The U.S. Department of Justice (DOJ) sued Texas and Abbott over the buoys, which are part of the governor's Operation Lone Star, in July. U.S. Judge David A. Ezra of the Western District of Texas, an appointee of former President Ronald Reagan, ordered the state to remove the barrier and prohibited new or additional blockades in September.
The U.S. Court of Appeals for the 5th Circuit initially blocked Ezra's ruling while it considered the case, but Judges Dana Douglas and Carolyn Dineen King—respectively appointed by President Joe Biden and former President Jimmy Carter—affirmed his decision that the buoys violate federal law on Friday. Judge Don Willett, an appointee of ex-President Donald Trump, dissented.
"I've seen Gov. Abbott's border buoys for myself. They're illegal and dangerous."
The lower court "considered the threat to navigation and federal government operations on the Rio Grande, as well as the potential threat to human life the floating barrier created," Douglas wrote for the majority. "All of the district court's findings of fact were well supported by the record, and its conclusion... was not an abuse of discretion."
American Immigration Council policy director Aaron Reichlin-Melnick suggested on social media that the case turned out the way it did, even though the 5th Circuit is the most conservative U.S. appeals court, "in part because the panel draw was a very good one for the DOJ."
Abbott said Friday that the decision "is clearly wrong," that he and GOP state Attorney General Ken Paxton "will seek an immediate rehearing by the entire court," and that they will seek intervention from the right-wing U.S. Supreme Court "if needed."'
Despite the governor's determination to continue the legal battle, opponents of 4-foot-wide orange spherical buoys—which span 1,000 feet of the river near Eagle Pass—celebrated the appeals court decision.
"I've seen Gov. Abbott's border buoys for myself. They're illegal and dangerous," said U.S. Rep. Joaquin Castro (D-Texas), who led a congressional trip to the barrier and a letter urging the Biden administration to act. "I applaud the Justice Department for today's hard-fought victory in the conservative 5th Circuit and look forward to seeing these death traps removed from the Rio Grande."
The immigrant youth-led group United We Dream also welcomed the "small victory" but stressed that "the razor buoys are only a fraction of Gov. Abbott's racist and murderous Operation Lone Star," pointing to a new Human Rights Watch (HRW) report.
HRW revealed earlier this week that "dangerous chases of vehicles thought to contain migrants under the Texas government's Operation Lone Star program led to crashes that killed at least 74 people and injured at least another 189 in a 29-month period."

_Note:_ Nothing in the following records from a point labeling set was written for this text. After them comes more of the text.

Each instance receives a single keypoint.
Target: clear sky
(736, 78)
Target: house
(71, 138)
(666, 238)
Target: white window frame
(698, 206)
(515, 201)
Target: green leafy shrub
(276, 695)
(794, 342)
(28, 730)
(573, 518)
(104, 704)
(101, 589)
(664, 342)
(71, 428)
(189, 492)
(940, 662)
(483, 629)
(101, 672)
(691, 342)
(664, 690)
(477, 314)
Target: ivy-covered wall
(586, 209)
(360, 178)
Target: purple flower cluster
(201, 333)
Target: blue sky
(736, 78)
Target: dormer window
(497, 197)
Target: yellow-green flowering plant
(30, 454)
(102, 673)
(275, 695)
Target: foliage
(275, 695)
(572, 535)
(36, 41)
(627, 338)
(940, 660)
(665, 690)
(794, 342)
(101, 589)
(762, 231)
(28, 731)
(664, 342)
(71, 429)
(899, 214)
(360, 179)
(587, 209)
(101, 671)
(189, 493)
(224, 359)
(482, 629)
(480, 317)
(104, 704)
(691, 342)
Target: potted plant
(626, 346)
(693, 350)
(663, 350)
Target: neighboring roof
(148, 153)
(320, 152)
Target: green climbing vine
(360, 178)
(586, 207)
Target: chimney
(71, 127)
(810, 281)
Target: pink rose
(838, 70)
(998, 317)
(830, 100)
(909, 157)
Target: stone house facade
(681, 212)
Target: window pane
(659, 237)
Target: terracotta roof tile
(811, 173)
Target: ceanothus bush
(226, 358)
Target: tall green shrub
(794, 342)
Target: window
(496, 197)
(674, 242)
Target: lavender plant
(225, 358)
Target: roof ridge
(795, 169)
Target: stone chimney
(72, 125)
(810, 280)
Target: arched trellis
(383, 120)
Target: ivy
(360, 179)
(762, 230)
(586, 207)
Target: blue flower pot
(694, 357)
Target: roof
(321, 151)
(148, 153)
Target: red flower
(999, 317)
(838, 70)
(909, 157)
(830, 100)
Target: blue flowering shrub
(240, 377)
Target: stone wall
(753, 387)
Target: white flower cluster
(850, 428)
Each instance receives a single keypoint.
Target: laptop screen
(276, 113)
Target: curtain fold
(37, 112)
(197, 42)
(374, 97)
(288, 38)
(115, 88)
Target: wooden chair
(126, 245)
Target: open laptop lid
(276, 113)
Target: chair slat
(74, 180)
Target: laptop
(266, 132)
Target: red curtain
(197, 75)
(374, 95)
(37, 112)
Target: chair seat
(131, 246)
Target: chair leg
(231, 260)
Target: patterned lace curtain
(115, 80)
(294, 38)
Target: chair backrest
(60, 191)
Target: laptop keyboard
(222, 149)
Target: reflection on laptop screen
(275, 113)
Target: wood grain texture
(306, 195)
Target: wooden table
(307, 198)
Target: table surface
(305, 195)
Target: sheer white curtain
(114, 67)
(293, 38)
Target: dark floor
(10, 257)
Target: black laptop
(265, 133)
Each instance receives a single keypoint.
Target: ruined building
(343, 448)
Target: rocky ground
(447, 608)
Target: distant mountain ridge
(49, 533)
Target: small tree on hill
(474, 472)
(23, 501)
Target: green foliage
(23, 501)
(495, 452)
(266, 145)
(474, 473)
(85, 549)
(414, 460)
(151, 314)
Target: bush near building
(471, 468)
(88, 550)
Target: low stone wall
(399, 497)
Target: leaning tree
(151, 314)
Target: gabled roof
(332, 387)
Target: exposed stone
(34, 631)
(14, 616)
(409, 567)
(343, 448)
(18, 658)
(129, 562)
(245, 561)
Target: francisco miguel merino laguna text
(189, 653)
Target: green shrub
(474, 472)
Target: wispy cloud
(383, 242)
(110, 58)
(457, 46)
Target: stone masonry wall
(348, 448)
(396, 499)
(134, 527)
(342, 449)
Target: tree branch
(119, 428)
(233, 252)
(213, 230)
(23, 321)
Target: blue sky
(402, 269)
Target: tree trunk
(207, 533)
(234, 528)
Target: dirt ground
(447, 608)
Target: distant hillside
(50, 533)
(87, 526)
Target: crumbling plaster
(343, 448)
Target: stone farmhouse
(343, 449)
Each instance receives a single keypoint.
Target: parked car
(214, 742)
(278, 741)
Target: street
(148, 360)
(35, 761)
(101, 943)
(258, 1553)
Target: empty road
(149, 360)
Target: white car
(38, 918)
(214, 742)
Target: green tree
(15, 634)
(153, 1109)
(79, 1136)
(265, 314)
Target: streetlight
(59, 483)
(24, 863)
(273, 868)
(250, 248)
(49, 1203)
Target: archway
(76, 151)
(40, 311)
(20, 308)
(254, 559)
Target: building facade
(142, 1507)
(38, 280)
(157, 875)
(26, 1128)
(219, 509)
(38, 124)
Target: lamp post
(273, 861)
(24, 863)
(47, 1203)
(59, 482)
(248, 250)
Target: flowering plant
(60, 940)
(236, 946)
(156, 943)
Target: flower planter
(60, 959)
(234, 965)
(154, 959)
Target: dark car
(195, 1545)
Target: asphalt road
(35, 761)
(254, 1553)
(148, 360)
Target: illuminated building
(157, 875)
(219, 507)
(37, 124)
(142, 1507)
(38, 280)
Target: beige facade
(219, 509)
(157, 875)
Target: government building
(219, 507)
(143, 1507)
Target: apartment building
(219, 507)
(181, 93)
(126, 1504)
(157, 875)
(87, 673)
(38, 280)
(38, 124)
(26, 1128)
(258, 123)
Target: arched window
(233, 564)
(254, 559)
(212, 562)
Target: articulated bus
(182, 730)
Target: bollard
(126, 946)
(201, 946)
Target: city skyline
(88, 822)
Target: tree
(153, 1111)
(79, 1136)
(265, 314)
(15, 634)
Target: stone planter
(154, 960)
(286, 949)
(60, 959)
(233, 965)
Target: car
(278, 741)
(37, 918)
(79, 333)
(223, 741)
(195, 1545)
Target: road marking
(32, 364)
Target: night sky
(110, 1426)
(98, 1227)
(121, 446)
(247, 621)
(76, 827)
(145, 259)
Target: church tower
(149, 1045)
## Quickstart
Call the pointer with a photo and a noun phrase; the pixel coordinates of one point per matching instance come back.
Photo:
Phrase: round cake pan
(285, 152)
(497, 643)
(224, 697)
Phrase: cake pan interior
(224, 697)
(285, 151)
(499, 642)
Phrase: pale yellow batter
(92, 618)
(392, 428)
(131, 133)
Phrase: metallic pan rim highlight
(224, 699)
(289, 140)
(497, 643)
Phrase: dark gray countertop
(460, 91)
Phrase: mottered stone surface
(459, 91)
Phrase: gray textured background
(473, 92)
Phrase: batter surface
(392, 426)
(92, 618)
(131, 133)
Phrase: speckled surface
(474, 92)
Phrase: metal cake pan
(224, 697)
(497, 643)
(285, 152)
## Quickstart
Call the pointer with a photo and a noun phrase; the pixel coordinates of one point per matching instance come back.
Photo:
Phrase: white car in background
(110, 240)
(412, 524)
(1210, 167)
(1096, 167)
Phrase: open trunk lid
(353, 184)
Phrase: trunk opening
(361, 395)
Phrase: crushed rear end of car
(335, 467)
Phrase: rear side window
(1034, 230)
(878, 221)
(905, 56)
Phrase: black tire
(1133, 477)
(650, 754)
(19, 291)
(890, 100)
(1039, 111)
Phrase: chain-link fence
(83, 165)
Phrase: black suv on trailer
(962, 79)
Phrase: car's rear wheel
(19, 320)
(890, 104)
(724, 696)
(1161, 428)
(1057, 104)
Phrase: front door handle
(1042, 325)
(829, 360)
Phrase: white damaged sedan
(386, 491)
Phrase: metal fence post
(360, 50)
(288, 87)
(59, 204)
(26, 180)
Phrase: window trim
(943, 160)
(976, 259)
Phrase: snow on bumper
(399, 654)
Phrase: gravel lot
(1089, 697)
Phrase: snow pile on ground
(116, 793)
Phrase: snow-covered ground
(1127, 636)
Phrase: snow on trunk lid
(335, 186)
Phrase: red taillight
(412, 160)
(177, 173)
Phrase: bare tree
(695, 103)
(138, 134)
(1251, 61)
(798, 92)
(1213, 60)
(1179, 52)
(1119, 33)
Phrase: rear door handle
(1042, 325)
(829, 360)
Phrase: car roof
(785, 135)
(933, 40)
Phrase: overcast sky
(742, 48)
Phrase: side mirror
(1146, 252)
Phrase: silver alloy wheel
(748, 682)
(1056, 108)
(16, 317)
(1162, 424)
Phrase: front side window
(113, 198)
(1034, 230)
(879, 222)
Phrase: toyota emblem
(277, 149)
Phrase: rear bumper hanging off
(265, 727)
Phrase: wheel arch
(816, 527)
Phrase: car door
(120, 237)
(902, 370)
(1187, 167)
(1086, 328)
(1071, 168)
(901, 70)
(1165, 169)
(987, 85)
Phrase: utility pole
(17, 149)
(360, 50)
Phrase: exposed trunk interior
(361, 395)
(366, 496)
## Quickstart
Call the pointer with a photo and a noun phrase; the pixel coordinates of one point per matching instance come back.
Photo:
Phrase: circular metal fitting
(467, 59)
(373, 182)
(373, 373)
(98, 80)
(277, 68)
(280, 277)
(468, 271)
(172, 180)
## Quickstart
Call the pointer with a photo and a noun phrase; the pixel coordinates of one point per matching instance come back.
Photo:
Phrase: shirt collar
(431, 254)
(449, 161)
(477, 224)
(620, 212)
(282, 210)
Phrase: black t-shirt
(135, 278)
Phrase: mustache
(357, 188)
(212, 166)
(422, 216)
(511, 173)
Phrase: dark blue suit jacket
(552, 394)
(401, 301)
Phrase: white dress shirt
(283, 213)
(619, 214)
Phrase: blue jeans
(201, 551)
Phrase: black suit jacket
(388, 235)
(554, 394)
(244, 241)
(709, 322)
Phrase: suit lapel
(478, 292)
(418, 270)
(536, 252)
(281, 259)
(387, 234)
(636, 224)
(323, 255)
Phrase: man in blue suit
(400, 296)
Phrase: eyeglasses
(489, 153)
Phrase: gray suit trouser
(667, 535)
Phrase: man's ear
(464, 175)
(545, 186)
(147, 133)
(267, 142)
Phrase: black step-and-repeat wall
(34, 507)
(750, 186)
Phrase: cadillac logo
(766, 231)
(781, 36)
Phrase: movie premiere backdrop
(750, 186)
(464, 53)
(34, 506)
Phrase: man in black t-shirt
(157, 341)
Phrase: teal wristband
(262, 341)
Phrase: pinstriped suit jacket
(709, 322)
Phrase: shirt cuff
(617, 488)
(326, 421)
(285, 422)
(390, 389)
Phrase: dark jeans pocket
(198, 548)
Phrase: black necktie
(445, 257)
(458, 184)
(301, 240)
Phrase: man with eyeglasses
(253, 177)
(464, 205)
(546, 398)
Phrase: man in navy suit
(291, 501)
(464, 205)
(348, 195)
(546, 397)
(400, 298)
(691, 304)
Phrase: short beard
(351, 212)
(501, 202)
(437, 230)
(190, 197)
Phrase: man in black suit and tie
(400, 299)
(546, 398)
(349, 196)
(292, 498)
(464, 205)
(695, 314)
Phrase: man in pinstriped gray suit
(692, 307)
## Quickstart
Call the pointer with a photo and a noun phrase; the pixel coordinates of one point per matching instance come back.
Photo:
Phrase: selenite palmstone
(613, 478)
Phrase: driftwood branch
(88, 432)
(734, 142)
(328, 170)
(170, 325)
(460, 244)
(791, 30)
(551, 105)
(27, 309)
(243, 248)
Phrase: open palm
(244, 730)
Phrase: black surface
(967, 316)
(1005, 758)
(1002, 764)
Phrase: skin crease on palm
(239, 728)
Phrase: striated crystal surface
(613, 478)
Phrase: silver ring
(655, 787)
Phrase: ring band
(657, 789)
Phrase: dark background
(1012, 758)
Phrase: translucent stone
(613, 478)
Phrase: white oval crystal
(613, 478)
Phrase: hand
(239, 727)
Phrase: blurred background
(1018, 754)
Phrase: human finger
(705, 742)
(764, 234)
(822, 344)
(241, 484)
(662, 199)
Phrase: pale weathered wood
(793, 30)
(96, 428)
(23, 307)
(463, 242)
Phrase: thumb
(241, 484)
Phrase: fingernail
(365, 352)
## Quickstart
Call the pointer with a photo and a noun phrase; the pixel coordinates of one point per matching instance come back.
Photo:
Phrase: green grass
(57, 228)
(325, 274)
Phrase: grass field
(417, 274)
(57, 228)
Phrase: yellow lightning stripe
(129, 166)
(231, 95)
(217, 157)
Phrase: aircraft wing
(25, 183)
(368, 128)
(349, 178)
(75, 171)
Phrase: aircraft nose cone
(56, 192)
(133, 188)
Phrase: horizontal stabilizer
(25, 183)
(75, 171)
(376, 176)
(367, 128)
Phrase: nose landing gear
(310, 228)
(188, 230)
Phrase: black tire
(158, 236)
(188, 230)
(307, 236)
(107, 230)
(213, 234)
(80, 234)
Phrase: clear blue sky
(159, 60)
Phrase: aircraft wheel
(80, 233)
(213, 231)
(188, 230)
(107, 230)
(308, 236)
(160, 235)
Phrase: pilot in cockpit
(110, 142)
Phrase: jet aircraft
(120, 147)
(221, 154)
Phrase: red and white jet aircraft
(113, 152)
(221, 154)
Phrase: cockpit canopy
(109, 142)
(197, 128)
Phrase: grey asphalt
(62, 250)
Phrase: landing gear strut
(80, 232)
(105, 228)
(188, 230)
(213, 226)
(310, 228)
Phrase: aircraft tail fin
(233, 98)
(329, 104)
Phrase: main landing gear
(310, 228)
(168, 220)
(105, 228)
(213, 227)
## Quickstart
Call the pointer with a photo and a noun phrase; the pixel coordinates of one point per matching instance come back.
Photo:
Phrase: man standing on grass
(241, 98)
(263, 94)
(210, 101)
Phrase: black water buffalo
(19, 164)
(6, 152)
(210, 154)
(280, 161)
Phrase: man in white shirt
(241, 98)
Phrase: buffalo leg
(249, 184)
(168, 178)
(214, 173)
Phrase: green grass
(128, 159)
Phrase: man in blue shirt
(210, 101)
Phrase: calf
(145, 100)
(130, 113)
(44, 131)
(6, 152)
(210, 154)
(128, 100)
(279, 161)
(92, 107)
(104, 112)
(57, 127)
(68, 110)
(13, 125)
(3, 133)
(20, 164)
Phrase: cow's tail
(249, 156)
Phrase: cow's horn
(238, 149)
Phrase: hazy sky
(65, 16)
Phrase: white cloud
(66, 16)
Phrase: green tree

Alison Parker, HRW's deputy U.S. director, declared that the state operation "is maximizing chaos, fear, and human rights abuses against Texans and migrants, which might be a cynical way to win political points but is not a responsible way to run a government."
The report and ruling on Texas' operation come as congressional Republicans attempt to force through what migrant rights advocates are calling "unconscionable" changes to asylum policy in exchange for funding for Ukraine, Israel, and Taiwan.